Thailand’s Prime Minister Prayuth Chan-Ocha said the nation has to think about expenditure in dollars to help weaken its currency.
“We have to think how we will spend in dollars in many ways to help weaken the baht,” Prayuth said in a speech Monday, adding the private sector needs to help with that process. A current-account surplus, capital inflows and high foreign reserves are among the causes of baht strength, he said.
The comments in Bangkok could be a reiteration of earlier government entreaties for more imports, which require converting baht to spend in dollars, economists said. Calls to a prime minister’s aide for more clarity weren’t immediately answered.
“The premier may be urging people to spend more by converting baht into dollars,” said Kampon Adireksombat, head of economic and financial market research at Siam Commercial Bank Pcl. “He wants people to import more and invest more. If we spend more, that will also help reduce our trade surplus.”
The baht weakened as much as 0.2% against the dollar, the most in about three weeks, and was trading at 30.283 as of 3:36 p.m. in Bangkok.

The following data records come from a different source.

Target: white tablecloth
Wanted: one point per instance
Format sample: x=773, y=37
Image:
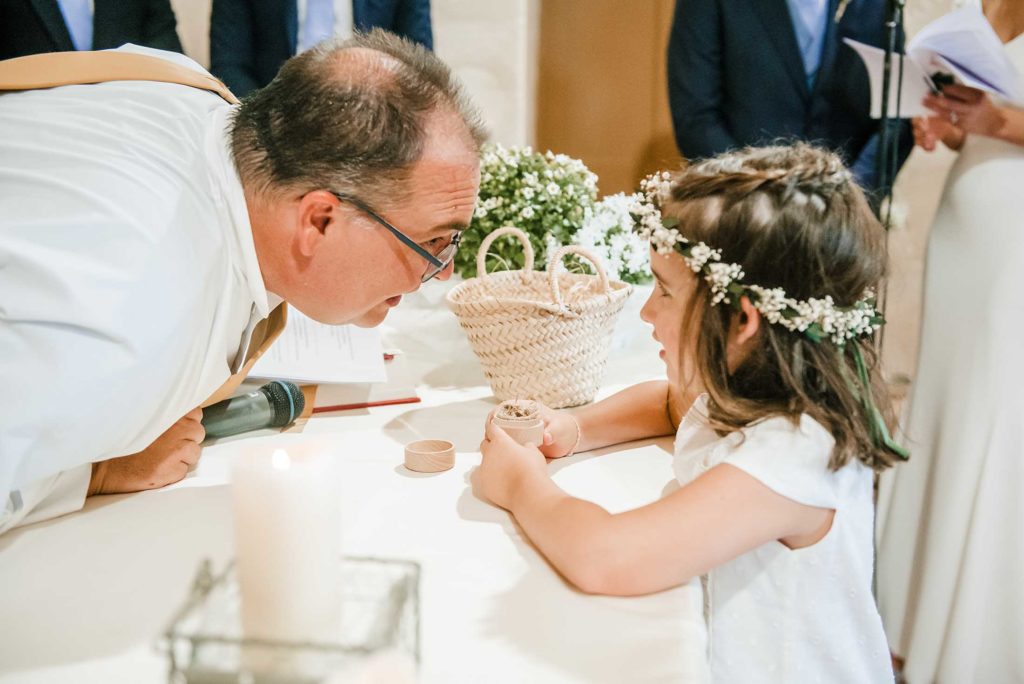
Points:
x=85, y=597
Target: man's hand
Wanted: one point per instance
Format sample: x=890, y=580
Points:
x=164, y=462
x=928, y=131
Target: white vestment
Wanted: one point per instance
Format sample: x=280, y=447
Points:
x=127, y=276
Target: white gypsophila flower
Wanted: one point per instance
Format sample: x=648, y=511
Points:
x=607, y=232
x=699, y=255
x=720, y=275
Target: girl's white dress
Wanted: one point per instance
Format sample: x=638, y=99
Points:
x=951, y=520
x=775, y=614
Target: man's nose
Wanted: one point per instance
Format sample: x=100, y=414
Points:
x=446, y=271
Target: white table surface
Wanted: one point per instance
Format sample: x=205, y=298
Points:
x=85, y=597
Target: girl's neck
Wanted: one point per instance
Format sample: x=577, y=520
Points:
x=1007, y=17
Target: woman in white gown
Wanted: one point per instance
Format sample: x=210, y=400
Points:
x=951, y=520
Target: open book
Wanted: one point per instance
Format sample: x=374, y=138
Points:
x=961, y=46
x=313, y=352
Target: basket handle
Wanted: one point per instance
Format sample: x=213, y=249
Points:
x=481, y=254
x=556, y=259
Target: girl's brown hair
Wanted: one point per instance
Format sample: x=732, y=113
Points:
x=794, y=218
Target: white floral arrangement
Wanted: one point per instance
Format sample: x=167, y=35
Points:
x=608, y=232
x=547, y=196
x=816, y=318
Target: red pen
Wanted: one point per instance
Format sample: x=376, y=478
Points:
x=367, y=404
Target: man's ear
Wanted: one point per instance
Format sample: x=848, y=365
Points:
x=317, y=213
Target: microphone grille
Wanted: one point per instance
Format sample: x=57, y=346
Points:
x=286, y=399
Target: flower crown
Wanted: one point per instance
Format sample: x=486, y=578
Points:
x=815, y=318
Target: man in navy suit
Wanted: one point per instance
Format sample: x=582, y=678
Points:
x=251, y=39
x=753, y=72
x=31, y=27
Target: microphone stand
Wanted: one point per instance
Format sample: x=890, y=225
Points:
x=886, y=166
x=888, y=153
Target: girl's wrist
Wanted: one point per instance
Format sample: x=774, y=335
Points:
x=576, y=434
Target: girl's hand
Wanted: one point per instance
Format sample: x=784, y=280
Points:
x=507, y=467
x=968, y=109
x=930, y=130
x=561, y=433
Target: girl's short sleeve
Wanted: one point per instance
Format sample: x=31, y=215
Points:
x=791, y=460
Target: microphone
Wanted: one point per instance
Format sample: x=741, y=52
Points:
x=274, y=404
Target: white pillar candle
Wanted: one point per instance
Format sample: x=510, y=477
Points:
x=288, y=543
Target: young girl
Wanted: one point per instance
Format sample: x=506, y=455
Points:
x=764, y=261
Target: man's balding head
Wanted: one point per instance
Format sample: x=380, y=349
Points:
x=352, y=116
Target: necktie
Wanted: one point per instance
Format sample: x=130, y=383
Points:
x=78, y=18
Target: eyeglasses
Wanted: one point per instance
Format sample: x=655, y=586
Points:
x=435, y=262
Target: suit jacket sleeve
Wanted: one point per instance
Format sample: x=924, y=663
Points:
x=161, y=27
x=231, y=45
x=695, y=74
x=412, y=19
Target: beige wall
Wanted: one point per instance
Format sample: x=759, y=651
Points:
x=601, y=89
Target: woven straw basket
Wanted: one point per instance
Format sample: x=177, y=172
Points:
x=542, y=336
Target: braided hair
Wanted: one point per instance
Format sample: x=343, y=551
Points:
x=792, y=217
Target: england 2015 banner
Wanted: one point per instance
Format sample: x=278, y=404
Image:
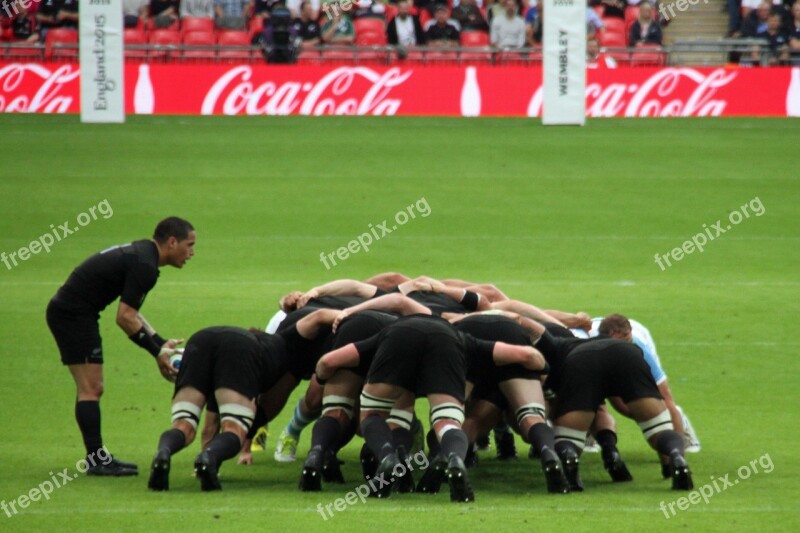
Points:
x=102, y=65
x=564, y=61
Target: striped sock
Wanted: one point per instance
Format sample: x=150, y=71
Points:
x=298, y=423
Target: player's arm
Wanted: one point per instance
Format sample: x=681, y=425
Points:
x=394, y=303
x=309, y=326
x=129, y=319
x=340, y=287
x=527, y=356
x=578, y=320
x=346, y=356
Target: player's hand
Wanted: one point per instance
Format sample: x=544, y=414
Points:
x=303, y=300
x=585, y=321
x=342, y=316
x=289, y=302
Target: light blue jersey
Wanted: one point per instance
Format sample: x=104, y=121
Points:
x=642, y=339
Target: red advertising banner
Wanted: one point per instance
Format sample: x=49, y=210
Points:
x=419, y=90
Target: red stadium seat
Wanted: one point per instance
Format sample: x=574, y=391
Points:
x=648, y=55
x=613, y=25
x=612, y=39
x=61, y=43
x=256, y=26
x=471, y=38
x=370, y=38
x=137, y=38
x=196, y=24
x=369, y=25
x=205, y=39
x=163, y=40
x=234, y=39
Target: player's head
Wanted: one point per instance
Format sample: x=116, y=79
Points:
x=175, y=238
x=616, y=326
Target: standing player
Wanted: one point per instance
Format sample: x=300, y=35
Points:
x=127, y=272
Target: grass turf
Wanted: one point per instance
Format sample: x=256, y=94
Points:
x=567, y=218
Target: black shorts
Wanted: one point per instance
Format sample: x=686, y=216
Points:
x=425, y=360
x=221, y=357
x=77, y=334
x=358, y=327
x=594, y=371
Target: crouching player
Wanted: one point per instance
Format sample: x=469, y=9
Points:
x=233, y=365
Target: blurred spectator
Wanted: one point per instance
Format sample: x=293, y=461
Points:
x=405, y=29
x=469, y=16
x=596, y=57
x=369, y=8
x=594, y=23
x=231, y=14
x=778, y=40
x=645, y=30
x=339, y=28
x=262, y=8
x=440, y=31
x=163, y=12
x=306, y=26
x=57, y=14
x=23, y=24
x=616, y=8
x=533, y=29
x=756, y=21
x=508, y=31
x=134, y=11
x=296, y=8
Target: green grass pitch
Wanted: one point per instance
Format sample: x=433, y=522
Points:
x=567, y=218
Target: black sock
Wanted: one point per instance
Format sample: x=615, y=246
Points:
x=402, y=437
x=377, y=435
x=87, y=413
x=325, y=435
x=607, y=439
x=223, y=447
x=540, y=435
x=565, y=447
x=433, y=443
x=669, y=441
x=172, y=440
x=455, y=441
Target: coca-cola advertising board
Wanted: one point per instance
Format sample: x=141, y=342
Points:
x=407, y=90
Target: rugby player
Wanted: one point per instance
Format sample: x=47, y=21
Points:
x=127, y=272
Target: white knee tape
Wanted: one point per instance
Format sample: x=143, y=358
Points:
x=656, y=424
x=186, y=411
x=238, y=414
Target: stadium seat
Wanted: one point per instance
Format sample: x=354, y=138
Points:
x=163, y=40
x=369, y=25
x=612, y=39
x=205, y=41
x=61, y=44
x=370, y=38
x=613, y=25
x=238, y=39
x=256, y=26
x=648, y=55
x=137, y=38
x=196, y=24
x=471, y=38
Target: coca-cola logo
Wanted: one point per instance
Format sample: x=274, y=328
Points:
x=661, y=95
x=45, y=98
x=343, y=91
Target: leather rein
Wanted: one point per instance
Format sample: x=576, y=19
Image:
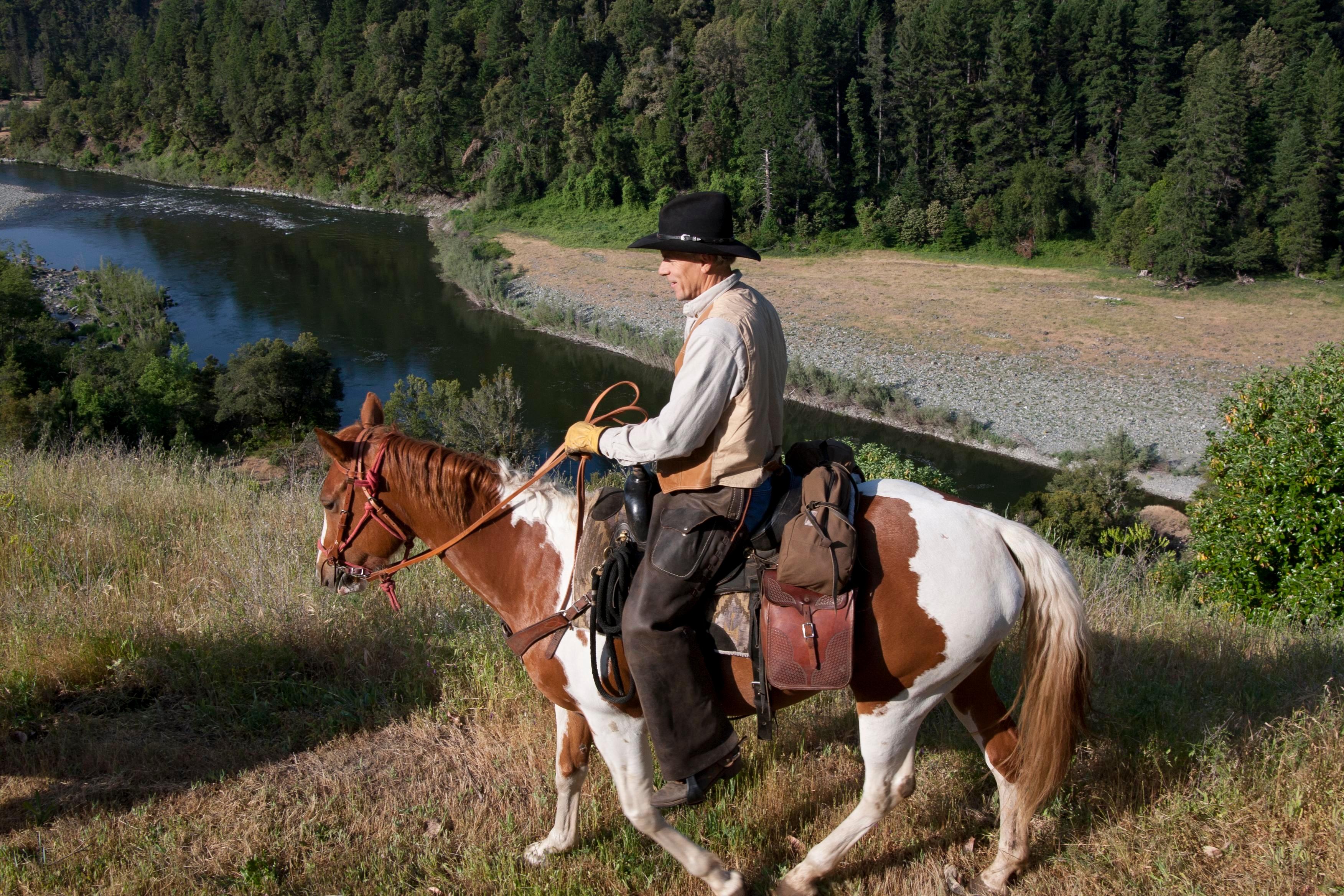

The local currency’s 8.6% surge against the dollar in the past year makes it the best performer in emerging markets. The central bank loosened rules on capital outflows last month, its latest effort to damp an appreciation that’s hurt exports and tourism.
Thailand’s National Economic & Social Development Council predicts 2.6% gross domestic product growth in 2019, which would be the slowest pace in five years.